- Bir kadın Safura’ya, “O nergis gibi gözlerin elden gitti, acıklanıyor musun?” diye sordu.
- پس زنی گفتش ز چشم عبهری ** که ز دستت رفت حسرت میخوری
- Safura dedi ki: Yüz binlerce gözüm olsaydı da hepsini feda etseydim. Fakat ne fayda, yok ki! Buna acıklanıyorum.
- گفت حسرت میخورم که صد هزار ** دیده بودی تا همیکردم نثار
- Göz pencerem, ayın nuru ile yıkıldı ama ay, define gibi bu yıkık yeri yurt edindi.

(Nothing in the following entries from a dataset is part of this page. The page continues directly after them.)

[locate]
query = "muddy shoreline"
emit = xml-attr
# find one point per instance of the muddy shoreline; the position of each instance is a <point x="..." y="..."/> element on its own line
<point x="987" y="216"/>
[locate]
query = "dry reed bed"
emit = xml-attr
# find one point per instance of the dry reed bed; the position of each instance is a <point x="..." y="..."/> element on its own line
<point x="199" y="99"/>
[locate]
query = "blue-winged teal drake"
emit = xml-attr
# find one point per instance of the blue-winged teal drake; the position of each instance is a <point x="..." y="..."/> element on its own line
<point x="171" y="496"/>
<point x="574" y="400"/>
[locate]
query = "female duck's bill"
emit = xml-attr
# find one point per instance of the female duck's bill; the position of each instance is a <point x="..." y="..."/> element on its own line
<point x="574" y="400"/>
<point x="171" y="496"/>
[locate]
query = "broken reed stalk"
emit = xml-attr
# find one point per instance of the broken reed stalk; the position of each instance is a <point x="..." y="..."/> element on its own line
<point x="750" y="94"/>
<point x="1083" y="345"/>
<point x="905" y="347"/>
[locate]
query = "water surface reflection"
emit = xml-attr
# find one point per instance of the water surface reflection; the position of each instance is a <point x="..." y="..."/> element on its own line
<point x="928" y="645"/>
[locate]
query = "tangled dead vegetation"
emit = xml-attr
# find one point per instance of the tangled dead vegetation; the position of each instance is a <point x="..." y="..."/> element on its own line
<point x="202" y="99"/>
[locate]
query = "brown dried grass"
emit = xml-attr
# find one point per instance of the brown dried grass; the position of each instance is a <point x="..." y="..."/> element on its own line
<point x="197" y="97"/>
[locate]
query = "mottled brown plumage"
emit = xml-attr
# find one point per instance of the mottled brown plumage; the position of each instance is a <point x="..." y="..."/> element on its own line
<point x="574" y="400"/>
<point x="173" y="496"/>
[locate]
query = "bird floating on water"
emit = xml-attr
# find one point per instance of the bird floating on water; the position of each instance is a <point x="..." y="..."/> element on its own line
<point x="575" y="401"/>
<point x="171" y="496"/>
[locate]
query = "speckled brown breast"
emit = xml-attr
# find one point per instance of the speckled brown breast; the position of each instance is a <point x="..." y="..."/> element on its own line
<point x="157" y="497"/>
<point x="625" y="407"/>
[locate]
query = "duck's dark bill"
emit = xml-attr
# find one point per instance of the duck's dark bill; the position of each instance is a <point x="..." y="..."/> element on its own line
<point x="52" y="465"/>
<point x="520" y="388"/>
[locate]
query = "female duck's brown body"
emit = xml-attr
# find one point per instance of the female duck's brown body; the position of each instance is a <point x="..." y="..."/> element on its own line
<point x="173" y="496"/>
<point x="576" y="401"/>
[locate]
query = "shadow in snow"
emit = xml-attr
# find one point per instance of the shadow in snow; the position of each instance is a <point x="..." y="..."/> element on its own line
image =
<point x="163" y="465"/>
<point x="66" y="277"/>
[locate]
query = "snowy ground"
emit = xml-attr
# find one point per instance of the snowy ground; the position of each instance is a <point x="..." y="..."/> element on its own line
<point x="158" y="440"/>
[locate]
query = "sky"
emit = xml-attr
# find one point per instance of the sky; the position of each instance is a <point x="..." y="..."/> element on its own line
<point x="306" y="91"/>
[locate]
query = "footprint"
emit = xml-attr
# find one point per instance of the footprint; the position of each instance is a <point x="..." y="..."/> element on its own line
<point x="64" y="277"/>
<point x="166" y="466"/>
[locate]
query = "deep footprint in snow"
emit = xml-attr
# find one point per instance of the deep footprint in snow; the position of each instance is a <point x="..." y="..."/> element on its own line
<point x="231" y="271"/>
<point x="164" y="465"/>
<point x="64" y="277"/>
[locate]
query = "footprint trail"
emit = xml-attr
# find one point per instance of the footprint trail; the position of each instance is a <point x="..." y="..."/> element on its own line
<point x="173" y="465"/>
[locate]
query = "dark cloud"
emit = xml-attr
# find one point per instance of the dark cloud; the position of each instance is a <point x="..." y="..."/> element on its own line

- روزن چشمم ز مه ویران شدست ** لیک مه چون گنج در ویران نشست
- Define, artık bu yıkık yurdu, ev mi, dam mı, düşünmeye vakit bırakır mı? 3090
- کی گذارد گنج کین ویرانهام ** یاد آرد از رواق و خانهام
- Yusuf sokaktan geçerken yüzünün nuru her evin kafesinden içeri vururdu.
- نور روی یوسفی وقت عبور ** میفتادی در شباک هر قصور
- Evdekiler, Yusuf bir yere gidiyor yine derlerdi.
- پس بگفتندی درون خانه در ** یوسفست این سو به سیران و گذر
- Köşede bucakta oturanlarda duvarda bir nur gördüler mi Yusuf’un geçtiğini anlarlardı.
- زانک بر دیوار دیدندی شعاع ** فهم کردندی پس اصحاب بقاع
- O tarafa penceresi bulunan ev, Yusuf’un geçişişinden ululanır, şeref bulurdu.
- خانهای را کش دریچهست آن طرف ** دارد از سیران آن یوسف شرف
- Hadi Yusuf’un geçeceği tarafa bir pencere aç da oraya otur, seyrine bak! 3095
- هین دریچه سوی یوسف باز کن ** وز شکافش فرجهای آغاز کن
- Âşık olmak, o yana bir pencere açmaktır. Çünkü gönül, dostun cemali ile aydınlanır.